It Takes a Villager
April 2, 2009 1:59 PM
Last Friday marked the groundbreaking for the remaking of the Villager Mall. The Villager, a tired mall on Park Street, was acquired by the City's Community Development Authority a few years ago. Since then we've been working with the tenants, the neighborhood and the broader community on a redevelopment plan. That task was tremendously complicated because of the many engaged stakeholders including the Harambee partnership of human service providers, the University of Wisconsin, MATC, Edgewood, Planned Parenthood, Madison Public Libraries and the many other agencies and small businesses that call the Villager home. At the same time we needed to be careful with the taxpayers' dollars.

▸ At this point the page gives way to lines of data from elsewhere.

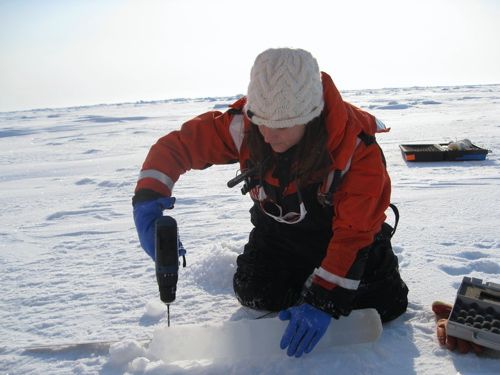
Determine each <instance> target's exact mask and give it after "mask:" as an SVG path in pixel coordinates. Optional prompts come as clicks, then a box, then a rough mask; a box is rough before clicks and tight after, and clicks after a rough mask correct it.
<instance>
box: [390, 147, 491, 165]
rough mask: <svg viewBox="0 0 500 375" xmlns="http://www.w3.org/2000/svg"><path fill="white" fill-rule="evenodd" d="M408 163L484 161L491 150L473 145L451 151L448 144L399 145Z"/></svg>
mask: <svg viewBox="0 0 500 375" xmlns="http://www.w3.org/2000/svg"><path fill="white" fill-rule="evenodd" d="M399 148H400V149H401V153H402V155H403V159H405V160H406V161H465V160H484V159H486V155H487V154H488V152H489V150H486V149H484V148H481V147H477V146H475V145H471V146H470V148H468V149H467V150H450V149H448V144H447V143H439V144H415V145H411V144H406V145H399Z"/></svg>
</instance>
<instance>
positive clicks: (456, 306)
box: [447, 277, 500, 350]
mask: <svg viewBox="0 0 500 375" xmlns="http://www.w3.org/2000/svg"><path fill="white" fill-rule="evenodd" d="M447 333H448V334H449V335H450V336H454V337H459V338H462V339H465V340H468V341H472V342H475V343H476V344H479V345H482V346H485V347H488V348H491V349H495V350H500V284H495V283H491V282H488V283H483V282H482V280H480V279H475V278H470V277H464V278H463V280H462V284H461V285H460V288H459V290H458V293H457V298H456V300H455V304H454V306H453V310H452V311H451V314H450V317H449V319H448V326H447Z"/></svg>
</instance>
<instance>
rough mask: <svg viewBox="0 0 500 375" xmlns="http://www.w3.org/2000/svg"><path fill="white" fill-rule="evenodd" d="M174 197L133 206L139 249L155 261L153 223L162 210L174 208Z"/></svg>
mask: <svg viewBox="0 0 500 375" xmlns="http://www.w3.org/2000/svg"><path fill="white" fill-rule="evenodd" d="M174 203H175V198H174V197H162V198H158V199H154V200H148V201H143V202H137V203H135V204H134V222H135V227H136V229H137V234H138V236H139V241H140V243H141V247H142V248H143V249H144V251H145V252H146V253H147V254H148V255H149V256H150V257H151V258H152V259H153V260H155V222H156V220H157V219H158V218H160V217H161V216H163V210H166V209H171V208H174Z"/></svg>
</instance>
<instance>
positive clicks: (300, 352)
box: [279, 303, 332, 358]
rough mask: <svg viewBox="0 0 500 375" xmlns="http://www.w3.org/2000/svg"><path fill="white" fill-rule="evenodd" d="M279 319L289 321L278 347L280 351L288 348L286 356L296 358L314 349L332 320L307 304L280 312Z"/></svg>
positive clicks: (310, 351) (297, 306)
mask: <svg viewBox="0 0 500 375" xmlns="http://www.w3.org/2000/svg"><path fill="white" fill-rule="evenodd" d="M279 318H280V320H290V323H288V327H286V330H285V333H284V334H283V337H282V338H281V343H280V347H281V349H286V348H287V347H288V350H287V352H286V354H288V355H289V356H290V357H293V356H295V357H297V358H298V357H300V356H301V355H302V354H303V353H309V352H311V351H312V350H313V349H314V347H315V346H316V344H317V343H318V342H319V340H320V339H321V338H322V337H323V335H324V334H325V332H326V330H327V329H328V326H329V325H330V321H331V319H332V317H331V316H330V315H329V314H327V313H325V312H323V311H321V310H319V309H317V308H315V307H313V306H311V305H309V304H308V303H304V304H302V305H299V306H293V307H290V308H289V309H287V310H282V311H280V314H279Z"/></svg>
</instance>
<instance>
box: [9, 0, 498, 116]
mask: <svg viewBox="0 0 500 375" xmlns="http://www.w3.org/2000/svg"><path fill="white" fill-rule="evenodd" d="M499 19H500V2H499V1H496V0H399V1H398V0H378V1H370V0H352V1H338V0H329V1H327V0H323V1H322V0H308V1H303V0H300V1H297V0H274V1H270V0H252V1H248V0H247V1H240V2H236V1H230V0H211V1H206V0H163V1H161V0H142V1H139V0H136V1H126V0H123V1H119V0H80V1H77V0H45V1H37V0H0V112H5V111H16V110H25V109H35V108H56V107H68V106H81V105H92V104H102V103H119V102H136V101H141V100H144V101H149V100H163V99H170V98H180V97H206V96H232V95H237V94H245V93H246V89H247V86H248V80H249V76H250V69H251V66H252V64H253V62H254V60H255V57H256V56H257V55H258V54H259V53H260V52H262V51H264V50H265V49H267V48H275V47H292V48H303V49H306V50H309V51H310V52H311V53H312V54H313V55H314V56H315V57H316V58H317V60H318V63H319V66H320V69H321V70H323V71H326V72H328V73H329V74H330V75H331V76H332V77H333V79H334V81H335V82H336V84H337V86H338V88H339V89H340V90H351V89H366V88H382V87H407V86H448V85H470V84H494V83H500V45H499V43H498V37H499V36H500V23H499V22H498V20H499Z"/></svg>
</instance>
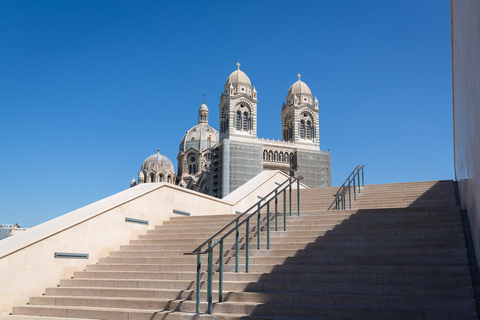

The result is remarkable and the celebration at the groundbreaking was inspiring. The Urban League of Greater Madison was especially proud, and with good reason. The groundbreaking represented the culmination of a successful fundraising campaign to build their new office space at the Villager which will also house a new Planned Parenthood family planning center and a new Madison Public Library. The library space is badly needed as the neighborhood uses the current small branch heavily. We're going to build a library four times larger than the current branch. And the Urban League space will allow the League to expand their economic development programs, which is especially critical in this economy.
There are literally dozens of people who could be recognized for this accomplishment, but I want to single out just three. First, Planning & Development Director Mark Olinger, who navigated endless complications to get us through to this day. Second, my own Chief of Staff Janet Piraino who kept dozens of balls in the air and conducted countless sensitive negotiations to keep the Harambee partnership together and other tenants in place. Some of those talks are still ongoing. And finally, none other then the persistent Alder Tim Bruer, who is a tireless advocate for his district. It was Tim who pushed a skeptical mayor (me) to buy the Villager, and I think it's not too early to say that he was right. To use one of his favorite words, the Villager and its surrounding neighborhoods are in the midst of a "renaissance" that took a big leap forward last Friday.
Finally, this says something about the way we should be responding to the recession. The Villager represents a spirit of moving forward, of investing in our city at a time when caution is the rule of the day. The construction work itself will support many good paying, family supporting jobs and the completed project will be home to more permanent jobs. Moreover, the aura of confidence it will send into the surrounding neighborhoods will help in ways that may be hard to quantify but that will be very real.